Los conductores continúan lanzándose a las carreteras para disfrutar de sus vacaciones de verano. La Dirección General de Tráfico prevé más de 104 millones de desplazamientos por carretera durante julio y agosto, algo que ha movilizado a los agentes de tráfico a vigilar que los conductores cuente con los elementos y documentación obligatorios y en regla, además de cumplir con la normativa establecida.

El tubo de escape es una de las principales modificaciones que realizan muchos conductores para conseguir un sonido más deportivo en el vehículo, Sin embargo, la normativa española prohíbe circular con el llamado escape libre porque se trata de un sistema que "carece del silenciador obligatorio o que ha sido modificado para eliminar o reducir significativamente su capacidad de atenuar el ruido", explican desde RACE.

¿Qué dice el Reglamento General de Circulación?

El artículo 7 del Reglamento General de Circulación establece que "tanto en las vías públicas urbanas como en las interurbanas se prohíbe la circulación de vehículos a motor y ciclomotores con el llamado escape libre, sin el preceptivo dispositivo silenciador de las explosiones.

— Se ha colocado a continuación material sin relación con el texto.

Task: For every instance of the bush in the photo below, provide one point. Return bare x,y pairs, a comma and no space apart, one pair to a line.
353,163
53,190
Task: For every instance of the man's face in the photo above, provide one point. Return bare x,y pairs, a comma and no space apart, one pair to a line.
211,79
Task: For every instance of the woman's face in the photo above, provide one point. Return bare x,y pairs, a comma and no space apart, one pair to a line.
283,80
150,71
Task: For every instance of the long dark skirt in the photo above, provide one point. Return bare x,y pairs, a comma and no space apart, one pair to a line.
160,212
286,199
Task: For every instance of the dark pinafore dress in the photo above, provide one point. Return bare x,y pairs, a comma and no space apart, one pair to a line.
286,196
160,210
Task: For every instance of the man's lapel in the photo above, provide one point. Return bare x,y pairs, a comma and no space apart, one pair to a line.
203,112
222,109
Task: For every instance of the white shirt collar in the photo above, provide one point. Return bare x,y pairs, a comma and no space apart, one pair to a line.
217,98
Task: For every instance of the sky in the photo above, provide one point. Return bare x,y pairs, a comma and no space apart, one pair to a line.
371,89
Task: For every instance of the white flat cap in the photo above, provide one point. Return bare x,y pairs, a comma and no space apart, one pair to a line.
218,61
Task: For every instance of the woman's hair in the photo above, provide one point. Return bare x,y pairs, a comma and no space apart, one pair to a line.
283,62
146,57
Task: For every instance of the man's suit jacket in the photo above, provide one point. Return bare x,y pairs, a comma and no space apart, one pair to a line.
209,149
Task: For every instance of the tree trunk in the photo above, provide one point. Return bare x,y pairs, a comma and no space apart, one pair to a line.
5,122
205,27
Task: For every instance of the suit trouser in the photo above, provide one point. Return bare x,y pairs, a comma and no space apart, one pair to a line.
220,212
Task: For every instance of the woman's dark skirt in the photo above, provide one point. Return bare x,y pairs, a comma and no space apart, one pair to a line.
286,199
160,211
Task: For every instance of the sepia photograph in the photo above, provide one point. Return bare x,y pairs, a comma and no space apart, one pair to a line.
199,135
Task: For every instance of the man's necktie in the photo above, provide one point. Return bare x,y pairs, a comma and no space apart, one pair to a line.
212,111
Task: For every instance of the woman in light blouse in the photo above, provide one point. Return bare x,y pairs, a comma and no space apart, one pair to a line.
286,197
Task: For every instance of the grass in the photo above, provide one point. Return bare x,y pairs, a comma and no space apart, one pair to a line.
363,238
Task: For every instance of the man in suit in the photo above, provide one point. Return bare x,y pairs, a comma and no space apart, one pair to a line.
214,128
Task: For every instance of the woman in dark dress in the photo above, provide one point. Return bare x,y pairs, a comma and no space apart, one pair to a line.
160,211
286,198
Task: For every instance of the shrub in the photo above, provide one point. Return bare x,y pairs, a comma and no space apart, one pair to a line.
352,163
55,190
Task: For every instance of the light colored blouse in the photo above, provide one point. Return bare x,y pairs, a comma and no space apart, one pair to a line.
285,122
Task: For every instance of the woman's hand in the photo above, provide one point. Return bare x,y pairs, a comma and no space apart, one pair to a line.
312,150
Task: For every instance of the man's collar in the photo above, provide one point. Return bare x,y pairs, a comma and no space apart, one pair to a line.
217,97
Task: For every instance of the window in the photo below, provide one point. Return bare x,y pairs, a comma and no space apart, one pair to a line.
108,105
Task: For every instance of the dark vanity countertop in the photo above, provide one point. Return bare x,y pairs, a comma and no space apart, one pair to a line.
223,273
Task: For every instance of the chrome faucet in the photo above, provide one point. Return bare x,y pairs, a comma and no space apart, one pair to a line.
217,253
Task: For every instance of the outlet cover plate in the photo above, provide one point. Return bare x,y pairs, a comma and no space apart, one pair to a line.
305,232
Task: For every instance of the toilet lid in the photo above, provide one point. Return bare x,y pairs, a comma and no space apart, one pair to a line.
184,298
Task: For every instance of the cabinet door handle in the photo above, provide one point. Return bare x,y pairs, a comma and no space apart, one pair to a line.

Se prohíbe, asimismo, la circulación de los vehículos mencionados cuando los gases expulsados por los motores, en lugar de atravesar un silenciador eficaz, salgan desde el motor a través de uno incompleto, inadecuado, deteriorado o a través de tubos resonadores, y la de los de motor de combustión interna que circulen sin hallarse dotados de un dispositivo que evite la proyección descendente al exterior de combustible no quemado, o lancen humos que puedan dificultar la visibilidad a los conductores de otros vehículos o resulten nocivos".

La principal función del sistema de escape de un vehículo es expulsar los gases generados por el motor, pero también cuenta con elementos diseñados para reducir el ruido y controlar las emisiones contaminantes.

Tubo de escape de un coche contaminante

El tubo de escape expulsa los gases generados pro el motor / Agencias

Elevadas sanciones por exceso de ruido

La sanción habitual por circular con un escape modificado o defectuoso es de 200 euros, sin pérdida de puntos del carné de conducir. No obstante, si el vehículo supera los límites de contaminación acústica establecidos por la ordenanza municipal, la multa puede alcanzar los 600 euros, dependiendo de la normativa local y de la gravedad de la infracción.

Además de la sanción económica, los agentes pueden ordenar la inmovilización del vehículo cuando detecten que supera los límites permitidos de ruido, gases o humos.

Control de tráfico de la Guardia Civil.

Control de tráfico de la Guardia Civil. / E.D

La ITV puede ser desfavorable

Un vehículo con el escape libre o con modificaciones no homologadas tampoco superará la Inspección Técnica de Vehículos (ITV). Durante la inspección, se comprueba que el sistema de escape mantiene los elementos obligatorios y que tanto el ruido como las emisiones cumplen con los valores establecidos por el fabricante.

Si el escape ha sido manipulado, retirado o sustituido por uno no autorizado, la inspección puede resultar desfavorable y obligar al propietario a reparar el vehículo antes de volver a pasar la prueba. La DGT insiste en que cualquier modificación del sistema de escape debe realizarse siempre con elementos homologados y respetando la normativa establecida para circular legalmente.